Orang-orang desa sudah memahami apa yang dilakukan wanita itu, dan tentunya memahami kerinduan yang membeku dalam hatinya. Terkadang mereka mencoba membujuk wanita itu untuk beristirahat di dalam rumah, tapi ia hanya mengembangkan senyum sambil berkata, "Suamiku hampir saja sampai, aku tidak mau melewatkannya".
Sebenarnya kasihan melihatnya seperti itu. Tapi tak ada yang tahu kapan suaminya akan datang. Suaminya pergi suatu pagi. Ia mendapat panggilan kerja di Surabaya.
Dengan tas besar di tangan, ia berjalan menjauhi desa, sementara sesekali ia membalikkan pandangannya ke arah desa, berharap akan melihat wajah istrinya dari kejauhan. Kemudian kabut menelannya dan menjauhkan dari pandangan istrinya.
"Aku tidak akan lama. Mungkin lusa pagi aku akan kembali", itu yang dikatakan lelaki itu pada Surini. Sepertinya kalimat itu yang menjadi dasar kuat Surini selalu duduk di tempat itu setiap pagi datang dan berharap lelaki yang dirindukannya kembali.
*****
Sesekali tubuhnya menggigil kedinginan, tapi tak semeterpun ia beranjak dari tempat itu. Tak ada yang dapat dilakukan orang-orang yang semakin merasa iba padanya.
*****
Seperti tak ada bedanya pagi itu, masih disinggahi kabut, sementara cahaya mentari mulai berlompatan di atas atap. Tapi sedikit berbeda dengan Surini, matanya sayu dengan bibir yang gemetaran. Wajahnya yang molek kini semakin pudar.
Ia dekapkan kedua tangan di dada, erat-erat. Baju tebal dengan balutan sarung tak dapat menahan hawa dingin menggerogoti dadanya. Tapi matanya tak beranjak dari jalan desa, berharap seseorang akan datang dan menyapanya, "Mas datang, Dik".
Orang-orang desa menuju ladang, sementara anak-anak bermain di jalanan.
Udara mulai menghangat. Desa telah sepi, seperti halnya hati Surini.
*****
Tubuhnya semakin menggigil dan gemetaran. Matanya yang sedari tadi memandang jalanan sesekali tertutup. Kemudian tiba-tiba dunia lenyap dari hadapan matanya.
Badan yang lemas itu terbaring lemah.
*****
Ketika matanya mulai terbuka, ia sadar bahwa ini bukan tempatnya biasa menunggu. Badannya yang lemah membuatnya tak dapat beranjak dari tempat tidur, sementara orang-orang telah berada di sampingnya. Tak ada obrolan diantaranya, hanya pandangan kasihan yang terus menyerang Surini.

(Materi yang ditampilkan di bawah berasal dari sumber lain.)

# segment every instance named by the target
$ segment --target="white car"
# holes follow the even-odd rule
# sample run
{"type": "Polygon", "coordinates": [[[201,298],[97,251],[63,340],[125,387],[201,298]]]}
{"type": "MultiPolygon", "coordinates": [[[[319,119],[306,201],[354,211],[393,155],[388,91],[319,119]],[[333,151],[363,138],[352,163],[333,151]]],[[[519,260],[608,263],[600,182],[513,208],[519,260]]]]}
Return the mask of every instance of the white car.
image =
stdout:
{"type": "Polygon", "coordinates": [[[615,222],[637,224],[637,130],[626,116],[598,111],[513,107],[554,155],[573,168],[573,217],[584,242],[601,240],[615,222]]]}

Dengan sisa tenaganya, ia berkata, "Kalau Mas Deni datang, tolong sampaikan padanya bahwa aku sudah sangat rindu". Masih tak ada suara di kerumunan orang itu, tak ada yang tega menjawab apapun.
*****
Pukul lima pagi. Hari baru saja dimulai di desa itu. Kabut masih menyisakan dingin, dan mentari telah mencoba meraih jalanan.
Wanita-wanita menggendong perbekalan, lelaki memanggul cangkul sementara anak-anak mulai bermain layang-layang.
Surini masih diam dan sendirian. Tapi kini ia berbaring di bawah nisan.
Malang, 14 Juli 2010
Buat seluruh warga desa Ngadas, Malang.